Neither. An axiom is in particular a proposition, i.e., something that is either true or false. Here, 1 + 1 - 2 is neither true nor false. Further, a proof is an expression that usually combines propositions according to specified inference rules. Therefore, this is not a proof, either.
Yes; see this post.
Whether 1 + 1 = 2 is considered an axioms or a theorem varies between formal systems. E.g., in Peano Arithmetic, it is a theorem and in the Calculus of Inductive Constructions it is an (instance of a universal) axiom.
Just to be sure to understand. $\displaystyle 2$ is syntaxic sugar for $\displaystyle SS0$ (with $\displaystyle S$ the symbol of the successor function).

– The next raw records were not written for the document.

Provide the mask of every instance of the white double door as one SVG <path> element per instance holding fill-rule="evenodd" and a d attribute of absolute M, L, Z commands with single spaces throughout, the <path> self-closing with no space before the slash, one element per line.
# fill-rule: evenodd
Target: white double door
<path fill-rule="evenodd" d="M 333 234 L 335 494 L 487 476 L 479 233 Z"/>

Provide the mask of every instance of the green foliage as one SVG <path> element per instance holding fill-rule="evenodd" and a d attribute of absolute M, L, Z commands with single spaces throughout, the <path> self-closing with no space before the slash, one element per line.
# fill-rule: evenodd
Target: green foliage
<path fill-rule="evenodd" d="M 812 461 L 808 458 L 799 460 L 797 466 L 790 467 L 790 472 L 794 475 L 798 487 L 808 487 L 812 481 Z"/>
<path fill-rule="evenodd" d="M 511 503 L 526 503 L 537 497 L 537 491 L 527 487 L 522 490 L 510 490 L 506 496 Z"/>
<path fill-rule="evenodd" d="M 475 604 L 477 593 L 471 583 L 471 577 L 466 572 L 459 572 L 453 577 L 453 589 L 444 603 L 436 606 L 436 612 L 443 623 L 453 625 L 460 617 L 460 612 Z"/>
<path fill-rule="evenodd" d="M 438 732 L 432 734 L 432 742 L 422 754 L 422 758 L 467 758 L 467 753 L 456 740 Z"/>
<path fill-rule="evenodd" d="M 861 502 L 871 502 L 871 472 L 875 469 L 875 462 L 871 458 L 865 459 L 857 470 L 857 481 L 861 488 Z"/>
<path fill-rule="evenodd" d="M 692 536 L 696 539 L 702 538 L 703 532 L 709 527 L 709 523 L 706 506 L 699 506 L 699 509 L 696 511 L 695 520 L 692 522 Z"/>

So you say it's a theorem (result of a proof) and not an axiom because we have to invoque sequently :
(1) Axiom $\displaystyle \forall v_0\forall v_1 v_0+Sv_1 = S(v_0+v_1)$ on $\displaystyle S0$ and $\displaystyle 0$ :
$\displaystyle S0+S0 = S(S0+0)$
(2) Axiom $\displaystyle \forall v_0 v_0+0 = v_0$ on $\displaystyle S0$ :
$\displaystyle S0+S0 = SS0$
?
To further this point, any sentence s can be put into a formal system as an axiom. Therefore, the question is what system are we talking about and is the axiom redundant? By the latter question I mean can we take a formal system S and exclude the axiom s in it and still derive s. Then there was no need for s to be an axiom of S. As emakarov pointed out, in Peano Arithmetic, it would make no sense to have an axiom or axiom schema for "1 + 1 = 2," but in another system it can very well be an (instance of an) axiom. Of course, when we say something like Peano Arithmetic, it is so defined as to have certain axioms. If we had an axiom or schema for "1 + 1 = 2", it wouldn't actually be Peano Arithmetic anymore. It would be "PA + s".